EACS 2015: Sofosbuvir/ Ledipasvir for 8 Weeks Cures Most Hard-to-Treat Hepatitis C in Real Life


Most hepatitis C patients in the GECCO German hepatitis C cohort who were treated with sofosbuvir/ledipasvir (Harvoni) for 8 weeks in a real-world clinical setting achieved sustained virological response, even those who are advised to stay on treatment for 12 weeks due to factors such as liver cirrhosis, prior treatment experience, and high HCV viral load, according to a presentation last week at the 15th European AIDS Conference in Barcelona.

The advent of direct-acting antiviral agents in interferon-free regimens has brought about a revolution in hepatitis C treatment, but there is still room to improve therapy, for example making treatment shorter and offering better options for the most difficult-to-treat patients.

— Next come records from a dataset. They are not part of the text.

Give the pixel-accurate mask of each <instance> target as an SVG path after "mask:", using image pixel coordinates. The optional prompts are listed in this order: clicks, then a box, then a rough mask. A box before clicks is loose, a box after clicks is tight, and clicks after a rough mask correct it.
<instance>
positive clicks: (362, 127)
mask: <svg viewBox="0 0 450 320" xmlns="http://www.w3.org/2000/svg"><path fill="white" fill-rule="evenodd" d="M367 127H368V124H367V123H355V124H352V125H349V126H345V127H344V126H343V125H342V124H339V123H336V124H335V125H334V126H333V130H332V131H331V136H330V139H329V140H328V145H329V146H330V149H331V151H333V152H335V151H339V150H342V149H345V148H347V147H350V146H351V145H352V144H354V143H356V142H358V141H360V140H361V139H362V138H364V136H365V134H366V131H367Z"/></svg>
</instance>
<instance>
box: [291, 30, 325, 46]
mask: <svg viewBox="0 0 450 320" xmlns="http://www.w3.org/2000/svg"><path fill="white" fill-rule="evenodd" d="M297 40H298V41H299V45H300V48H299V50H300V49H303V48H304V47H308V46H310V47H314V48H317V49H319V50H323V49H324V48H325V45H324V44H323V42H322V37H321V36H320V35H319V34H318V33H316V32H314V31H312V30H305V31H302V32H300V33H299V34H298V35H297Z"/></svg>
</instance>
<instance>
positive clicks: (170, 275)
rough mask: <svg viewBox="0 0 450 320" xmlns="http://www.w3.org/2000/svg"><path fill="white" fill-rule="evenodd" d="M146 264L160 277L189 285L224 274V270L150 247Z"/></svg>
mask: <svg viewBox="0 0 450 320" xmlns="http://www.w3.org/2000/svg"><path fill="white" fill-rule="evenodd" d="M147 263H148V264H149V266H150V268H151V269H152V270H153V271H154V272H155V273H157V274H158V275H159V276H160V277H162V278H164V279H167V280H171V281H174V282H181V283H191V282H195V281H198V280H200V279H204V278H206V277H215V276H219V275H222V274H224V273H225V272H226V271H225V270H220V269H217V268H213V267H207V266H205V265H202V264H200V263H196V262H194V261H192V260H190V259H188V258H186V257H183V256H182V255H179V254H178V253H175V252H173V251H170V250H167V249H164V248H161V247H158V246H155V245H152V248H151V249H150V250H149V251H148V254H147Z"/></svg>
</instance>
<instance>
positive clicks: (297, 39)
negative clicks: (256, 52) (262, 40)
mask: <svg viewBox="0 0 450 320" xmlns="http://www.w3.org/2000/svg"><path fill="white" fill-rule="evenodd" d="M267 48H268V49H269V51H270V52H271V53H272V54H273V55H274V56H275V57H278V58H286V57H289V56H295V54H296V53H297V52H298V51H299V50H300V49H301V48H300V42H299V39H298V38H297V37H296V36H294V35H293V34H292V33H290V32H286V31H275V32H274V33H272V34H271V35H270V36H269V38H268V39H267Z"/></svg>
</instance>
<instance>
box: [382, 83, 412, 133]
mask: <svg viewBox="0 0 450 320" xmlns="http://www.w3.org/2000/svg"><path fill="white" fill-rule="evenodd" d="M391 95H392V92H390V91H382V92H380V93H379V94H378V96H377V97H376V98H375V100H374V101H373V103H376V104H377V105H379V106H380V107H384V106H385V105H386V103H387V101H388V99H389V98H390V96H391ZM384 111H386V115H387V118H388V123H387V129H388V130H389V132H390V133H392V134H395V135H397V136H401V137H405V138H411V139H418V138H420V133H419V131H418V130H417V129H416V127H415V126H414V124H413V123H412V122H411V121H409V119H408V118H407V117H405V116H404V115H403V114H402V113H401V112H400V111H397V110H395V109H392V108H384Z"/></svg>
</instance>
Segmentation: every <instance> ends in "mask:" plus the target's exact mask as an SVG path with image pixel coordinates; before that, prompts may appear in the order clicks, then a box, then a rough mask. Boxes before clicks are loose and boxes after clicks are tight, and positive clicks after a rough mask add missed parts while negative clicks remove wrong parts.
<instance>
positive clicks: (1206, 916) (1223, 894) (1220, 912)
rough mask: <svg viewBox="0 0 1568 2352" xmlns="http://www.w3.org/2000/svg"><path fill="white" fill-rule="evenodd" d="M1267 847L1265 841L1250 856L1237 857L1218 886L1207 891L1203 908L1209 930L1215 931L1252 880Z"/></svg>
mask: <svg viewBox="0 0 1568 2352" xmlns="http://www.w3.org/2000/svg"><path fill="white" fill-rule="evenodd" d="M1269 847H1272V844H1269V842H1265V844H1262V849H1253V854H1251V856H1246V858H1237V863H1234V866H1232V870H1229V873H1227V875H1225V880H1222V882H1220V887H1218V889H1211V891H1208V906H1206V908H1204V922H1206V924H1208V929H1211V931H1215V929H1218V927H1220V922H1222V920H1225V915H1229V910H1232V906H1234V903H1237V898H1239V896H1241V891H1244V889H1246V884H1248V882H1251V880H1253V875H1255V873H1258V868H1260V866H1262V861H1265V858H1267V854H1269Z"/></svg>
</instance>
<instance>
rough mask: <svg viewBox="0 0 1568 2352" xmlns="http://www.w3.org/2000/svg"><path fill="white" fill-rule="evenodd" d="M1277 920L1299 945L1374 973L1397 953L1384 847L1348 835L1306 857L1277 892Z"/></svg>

While 12-week post-treatment sustained virological response (SVR12) rates now exceed 90% in clinical trials, real-world experience does not always match up.

Patrick Ingiliz from the Center for Infectiology in Berlin reported findings from an analysis of real-life hepatitis C treatment using DAAs in the GECCO cohort, an ongoing multicenter cohort that includes patients at 8 sites in Germany.

Short-course DAA therapy might be an attractive option to reduce treatment costs or reduce the duration of drug toxicity, the researchers noted as background.

U.S. prescribing information for Gilead Science's sofosbuvir/ledipasvir coformulation, marketed as Harvoni, states that previously untreated people with HCV genotype 1, with or without cirrhosis, and treatment-experienced patients without cirrhosis, should take sofosbuvir/ledipasvir for 12 weeks. Treatment-experienced people with cirrhosis should extend treatment to 24 weeks, while treatment-naive people without cirrhosis and low HCV viral load can consider shortening it to 8 weeks. Among non-cirrhotic treatment-naive participants in the ION-3 trial, SVR12 rates were 94% using an 8-week regimen and 96% using a 12-week regimen; people in the 8-week arm were more likely to relapse after finishing treatment.

U.S. and European treatment guidelines also recommend sofosbuvir/ledipasvir for people with HCV genotype 4. Experts now recommend that HIV/HCV coinfected people should receive the same hepatitis C treatment regimens as those with HCV alone, after taking into account potential interactions with antiretroviral drugs.

GECCO was started in February 2014 and more than 1000 patients have started interferon-free DAA treatment to date. The current analysis focused on 148 participants (13% of the total) treated with sofosbuvir/ledipasvir for 8 weeks.

In this subgroup half were men, the median age was 52 years, and a third had injection drug use as a transmission risk. Almost all (97%) had HCV genotype 1, with 2% having genotype 4. Median pre-treatment HCV viral load was 810,000 IU/mL, 18% had received prior hepatitis C treatment, and 3% had liver cirrhosis according to FibroScan or APRI biomarker scores.

The group included 28 HIV/HCV coinfected patients (19% of the total) with a median CD4 count of 531 cells/mm3. Compared to the group as a whole, coinfected participants were more likely to be men (82%), more likely to have gotten HCV via sex (50%), and more likely to have HCV genotype 4 (11%). They had lower a median HCV viral load (490,000 IU/mL) and 2 people (7%) had cirrhosis.

Ingiliz reported SVR4 rates at 4 weeks post-treatment for 105 patients who had reached this time point, as well as SVR12 results for 70 patients who had reached 12 weeks post-treatment. SVR4 is not yet considered a cure, as a small proportion of people still relapse after this point.


Based on these findings the researchers concluded, "Sofosbuvir plus ledipasvir for 8 weeks achieved excellent response rates in a German real-life setting," adding that, "HIV coinfected patients responded as well as HCV monoinfected patients."

Ingiliz noted that SVR rates were high even for participants who were treated "outside the recommendations" for this short regimen, including people with treatment experience, cirrhosis, high viral load, and genotype 4.

Asked whether these results show that sofosbuvir/ledipasvir can be used outside of current recommendations, Ingiliz replied he would not advise doing so. "Maybe from a cost perspective, but not from a virological one," he said. "People with high viral load may still need longer treatment."



P Ingiliz, S Christensen, S Mauss, et al. Sofosbuvir Plus Ledipasvir for 8 Weeks in HCV-mono- and HIV-HCV-coinfected Patients - Results from the German Hepatitis C Cohort (GECCO). 15th European AIDS Conference. Barcelona, October 21-24, 2015. Abstract PS7/5.